USD/JPY Steadies at 158.50 With Intervention Risk Rising

The Japanese yen recovered some of its early losses against the US dollar on Tuesday. During the European session, USD/JPY settled around 158.50, having briefly touched 159. This was too close to the 160 level where Japanese authorities stepped in to protect the currency in 2024, which was not a good sign.
The pair changed direction along with a general rise in risk appetite after President Trump put a five-day hold on strikes against Iran's power grid. This caused the DXY to drop from an afternoon high of 99.45 to level off near 99.15, while S&P 500 futures went up around 6,600.
There are now two forces pulling USD/JPY in different directions at the same time, and the tension between them is rising.
Japan Steps Up the Currency Warning Rhetoric
Tuesday, Tokyo's Finance Minister Satsuki Katayama made the city's language more direct by saying the government was ready to act "on all fronts" to deal with yen betting volatility. That's on purpose—in the past, Japanese officials have gone from giving verbal warnings to directly stepping into the market when USD/JPY approaches or breaks 160, which is a level that the pair is now very close to.
The Middle East strife is built into the way the yen is weak. About 90% of Japan's oil comes from this area. This means that a long-term closure of the Strait of Hormuz doesn't just affect global energy markets; it also directly raises Japan's import costs, puts pressure on the current account, and weakens the yen through real trade routes instead of just speculation. The dollar has gained 1.3% against the yen so far this year, and 5.9% over the last 12 months. This is because of the growing pressure from the U.S.-Israeli war on Iran.
As long as the yen stays weak, carry trade moves into U.S. assets will continue, which indirectly supports the dollar. The risk, which people who trade currencies are well aware of, is that a sharp yen reverse, which could be caused by intervention or a sudden BoJ pivot, could quickly undo those trades, making markets much more volatile than just the USD/JPY pair.

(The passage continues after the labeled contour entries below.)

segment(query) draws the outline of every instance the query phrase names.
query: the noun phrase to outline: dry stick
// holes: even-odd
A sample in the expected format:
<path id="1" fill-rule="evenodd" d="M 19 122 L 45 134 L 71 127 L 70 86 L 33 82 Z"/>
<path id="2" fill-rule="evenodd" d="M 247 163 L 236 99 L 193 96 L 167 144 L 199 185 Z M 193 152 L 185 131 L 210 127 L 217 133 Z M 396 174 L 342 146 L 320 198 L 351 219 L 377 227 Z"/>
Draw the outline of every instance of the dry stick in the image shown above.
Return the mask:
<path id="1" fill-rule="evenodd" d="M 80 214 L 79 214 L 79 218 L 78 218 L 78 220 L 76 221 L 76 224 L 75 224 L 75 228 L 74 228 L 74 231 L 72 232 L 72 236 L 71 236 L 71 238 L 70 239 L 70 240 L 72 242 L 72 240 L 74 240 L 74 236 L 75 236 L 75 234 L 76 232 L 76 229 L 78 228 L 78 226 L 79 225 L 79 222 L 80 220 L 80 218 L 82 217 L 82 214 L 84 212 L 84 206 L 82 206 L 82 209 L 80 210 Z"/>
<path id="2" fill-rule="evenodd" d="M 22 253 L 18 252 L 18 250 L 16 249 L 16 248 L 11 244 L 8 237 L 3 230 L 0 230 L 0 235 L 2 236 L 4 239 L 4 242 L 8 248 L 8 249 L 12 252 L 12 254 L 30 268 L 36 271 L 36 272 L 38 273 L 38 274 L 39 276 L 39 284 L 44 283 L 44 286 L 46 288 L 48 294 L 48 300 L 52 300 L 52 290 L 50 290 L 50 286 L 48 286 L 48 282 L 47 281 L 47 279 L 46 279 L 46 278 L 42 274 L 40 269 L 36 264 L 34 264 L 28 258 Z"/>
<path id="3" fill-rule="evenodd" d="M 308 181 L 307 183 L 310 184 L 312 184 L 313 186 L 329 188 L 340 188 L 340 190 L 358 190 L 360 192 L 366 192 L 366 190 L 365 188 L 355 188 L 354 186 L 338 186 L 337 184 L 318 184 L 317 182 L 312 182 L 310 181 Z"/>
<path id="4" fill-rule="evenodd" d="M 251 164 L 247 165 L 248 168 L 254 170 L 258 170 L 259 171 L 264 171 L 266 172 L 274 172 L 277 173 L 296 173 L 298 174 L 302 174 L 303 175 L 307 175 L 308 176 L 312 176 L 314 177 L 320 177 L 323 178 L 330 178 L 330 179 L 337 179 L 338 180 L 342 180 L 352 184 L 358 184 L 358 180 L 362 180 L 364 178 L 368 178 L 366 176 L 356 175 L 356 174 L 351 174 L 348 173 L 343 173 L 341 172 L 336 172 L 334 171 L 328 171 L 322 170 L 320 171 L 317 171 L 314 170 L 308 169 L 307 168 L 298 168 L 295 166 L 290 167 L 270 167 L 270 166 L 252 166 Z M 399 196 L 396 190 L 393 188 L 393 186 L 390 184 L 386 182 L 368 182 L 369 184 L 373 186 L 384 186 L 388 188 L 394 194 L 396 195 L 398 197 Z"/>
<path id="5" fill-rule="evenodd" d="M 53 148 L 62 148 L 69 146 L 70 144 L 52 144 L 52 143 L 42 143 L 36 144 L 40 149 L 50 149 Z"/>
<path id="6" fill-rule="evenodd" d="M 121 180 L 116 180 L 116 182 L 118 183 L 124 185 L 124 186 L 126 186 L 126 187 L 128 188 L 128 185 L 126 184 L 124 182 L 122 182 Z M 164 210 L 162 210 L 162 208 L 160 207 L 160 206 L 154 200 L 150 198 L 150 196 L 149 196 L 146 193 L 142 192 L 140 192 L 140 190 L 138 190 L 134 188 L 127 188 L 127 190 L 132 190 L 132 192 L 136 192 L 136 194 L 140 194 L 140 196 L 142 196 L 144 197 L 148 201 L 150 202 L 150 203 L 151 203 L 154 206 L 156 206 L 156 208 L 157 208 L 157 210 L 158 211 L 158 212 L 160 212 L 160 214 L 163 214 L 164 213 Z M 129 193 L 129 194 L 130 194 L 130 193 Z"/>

BoJ's Ueda Signals Wage-Price Cycle Intact — With a CPI Caveat
Tuesday, Kazuo Ueda, Governor of the Bank of Japan, gave a cautiously positive outlook on domestic inflation. He said that the BoJ expects "underlying inflation to accelerate moderately" and pointed to a tight job market and active wage-setting behavior as reasons for this. Ueda's language makes an April rate hike very likely. This would help the yen by reducing the difference in interest rates between Japan and the US, where rates are currently held at 3.50 to 3.75% with only one cut planned for 2026.
The problem is that Japan's National CPI excluding Fresh Food for February came in at 1.6% YoY, which was less than both the 1.7% estimate and the previous reading of 2.0%. This was the first reading below goal in almost four years. That miss gives BoJ "doves" a reason to argue against a move in April and creates real doubt in a rate hike plan that the market had been growing more confident about.
The USD/JPY is at 158.50. This pair is like a tight rope walk. If the Bank of Japan raises the interest rate in April the USD/JPY will go down.. If they do not raise the rate especially if the inflation rate is lower than expected the yen will stay weak and there is a chance that the government will intervene in the market.
At the time if there is fighting again in the Middle East after the five day period is over the price of oil will go up. This will put pressure on the yen because Japan has to import oil and it could make the USD/JPY go up to 160 quickly.
We need to keep an eye on the 160 level. If the USD/JPY gets close to this level because the price of oil goes up again or people get nervous, about the market the Japanese government will probably do something to stop it. They will not just stand by. Watch it happen again.